-
Notifications
You must be signed in to change notification settings - Fork 329
Description
Motivation
There have been quite a few requests for pieces of custom blending, but the analysis hasn’t been linked together into a coherent investigation.
Existing issues:
- Advanced blend equations implementable on top of custom blending
- Dual source blending implementable on top of custom blending
- Fragment shader interlock/ordering half of the custom blending use case
- Fragment shader framebuffer fetch the other half of the custom blending use case
The use case is being able to have materials in a rendered scene that are not simply blended (or min’ed or max’ed) with the rest of the scene. This isn’t really relevant to physically-based renderers, but is more relevant for things like cartoon shaders.
This is used in Lumberyard, Just Cause 3, Grid 2, and The Forge.
Similarly, achieving effects like the “vibrancy” effect that’s used all over macOS and iOS would use custom blending. This uses a custom formula to make sure that the foreground is always visible and readable on top any possible background. Here’s an example:
Programmable blending functionality can’t be emulated by either API-level texture barriers or by adding additional render passes, because there’s nowhere to save the intermediate results of overlapping geometry. This investigation is about additional capabilities, rather than additional performance.
Difficulty
There are two distinct pieces here:
- Being able to read from (and write to) the rendering destination
- Because the order of fragment shader execution is undefined, overlapping geometry have to have some synchronization for the read/modify/write cycle to be race-free for each pixel.
Unfortunately, support in the various APIs is different for each of these pieces.
Direct3D
Direct3D has no facility for reading from the framebuffer (that I could find).
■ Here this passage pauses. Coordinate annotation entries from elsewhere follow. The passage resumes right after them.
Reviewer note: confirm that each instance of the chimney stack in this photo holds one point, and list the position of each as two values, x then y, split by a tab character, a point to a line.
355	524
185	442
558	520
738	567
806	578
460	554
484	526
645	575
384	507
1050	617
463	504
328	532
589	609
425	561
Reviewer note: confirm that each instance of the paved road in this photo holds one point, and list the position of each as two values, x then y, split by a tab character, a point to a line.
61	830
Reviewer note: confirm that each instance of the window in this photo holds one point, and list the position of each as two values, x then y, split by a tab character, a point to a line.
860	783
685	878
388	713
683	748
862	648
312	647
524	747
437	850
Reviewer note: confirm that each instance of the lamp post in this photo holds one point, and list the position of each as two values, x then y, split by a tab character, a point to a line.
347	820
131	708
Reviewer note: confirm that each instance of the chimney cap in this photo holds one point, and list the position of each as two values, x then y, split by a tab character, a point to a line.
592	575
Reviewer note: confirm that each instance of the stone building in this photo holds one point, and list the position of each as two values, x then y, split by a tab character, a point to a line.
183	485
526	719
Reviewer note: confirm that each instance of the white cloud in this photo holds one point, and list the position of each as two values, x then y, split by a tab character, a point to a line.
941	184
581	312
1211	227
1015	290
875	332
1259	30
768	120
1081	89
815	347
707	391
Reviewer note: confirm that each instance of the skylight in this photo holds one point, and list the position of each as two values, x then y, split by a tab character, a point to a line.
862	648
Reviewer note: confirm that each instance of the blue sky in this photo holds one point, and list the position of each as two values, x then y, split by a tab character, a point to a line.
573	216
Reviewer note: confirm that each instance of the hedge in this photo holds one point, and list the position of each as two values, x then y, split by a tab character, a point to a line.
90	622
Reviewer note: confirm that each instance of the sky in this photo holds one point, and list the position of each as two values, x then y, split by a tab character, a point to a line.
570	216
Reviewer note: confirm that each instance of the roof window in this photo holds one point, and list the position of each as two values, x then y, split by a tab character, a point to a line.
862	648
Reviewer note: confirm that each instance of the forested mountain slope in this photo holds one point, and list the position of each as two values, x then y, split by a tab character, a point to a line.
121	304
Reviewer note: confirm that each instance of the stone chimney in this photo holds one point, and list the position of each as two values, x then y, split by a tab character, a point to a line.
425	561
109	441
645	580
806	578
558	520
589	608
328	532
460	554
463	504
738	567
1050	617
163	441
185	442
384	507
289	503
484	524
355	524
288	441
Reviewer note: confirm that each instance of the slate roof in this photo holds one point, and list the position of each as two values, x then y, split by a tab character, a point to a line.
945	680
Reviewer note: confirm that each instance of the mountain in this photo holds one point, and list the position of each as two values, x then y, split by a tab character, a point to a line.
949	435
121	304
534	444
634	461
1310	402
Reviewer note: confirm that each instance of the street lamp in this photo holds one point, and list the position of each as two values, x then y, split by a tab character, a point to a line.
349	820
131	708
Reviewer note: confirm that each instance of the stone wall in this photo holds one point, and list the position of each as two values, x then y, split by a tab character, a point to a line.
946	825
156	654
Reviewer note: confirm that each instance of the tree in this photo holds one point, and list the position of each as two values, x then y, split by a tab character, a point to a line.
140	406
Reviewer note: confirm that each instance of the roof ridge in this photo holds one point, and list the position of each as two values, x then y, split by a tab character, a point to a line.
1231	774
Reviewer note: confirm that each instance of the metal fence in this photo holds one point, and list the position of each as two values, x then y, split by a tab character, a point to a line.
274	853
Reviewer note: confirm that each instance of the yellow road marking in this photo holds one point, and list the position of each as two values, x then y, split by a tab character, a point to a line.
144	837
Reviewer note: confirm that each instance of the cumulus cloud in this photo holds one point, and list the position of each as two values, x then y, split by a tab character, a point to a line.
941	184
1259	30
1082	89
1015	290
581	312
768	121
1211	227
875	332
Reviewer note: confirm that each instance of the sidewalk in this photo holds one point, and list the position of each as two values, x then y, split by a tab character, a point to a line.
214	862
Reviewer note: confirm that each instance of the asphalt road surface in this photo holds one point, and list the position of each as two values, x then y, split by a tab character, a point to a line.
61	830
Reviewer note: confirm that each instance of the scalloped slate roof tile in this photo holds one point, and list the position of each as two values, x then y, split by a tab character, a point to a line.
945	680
However, you can bind a texture as a RWTexture
. However, if you do this, your reads and writes are unordered.
In Shader Module 5.1, there’s another object which is a drop-in replacement for RWTextures
: RasterizerOrderedTexture
s. These have the guarantee that all operations on this resource, between any two fragment shader invocations which target the same framebuffer location (and level and sample), will be strictly ordered. Beyond that, the ordering is guaranteed to be in API submission order.
This means that, if you bind the destination texture as a UAV, rather than binding it as a framebuffer, you can do programmable blending on that resource.
It looks like its a requirement that all D3D12 devices support Shader Model 5.1. However, support for Rasterizer Order Views is optional; to detect support, check the ROVsSupported
field in the return of D3D12Device::CheckFeatureSupport(D3D12_FEATURE_D3D12_OPTIONS)
.
macOS Metal
Similarly to Direct3D, macOS Metal doesn’t have any facility for reading from the framebuffer. However, you can do the same trick of binding the texture as a texture2D<access::read_write>
instead of binding it to the framebuffer.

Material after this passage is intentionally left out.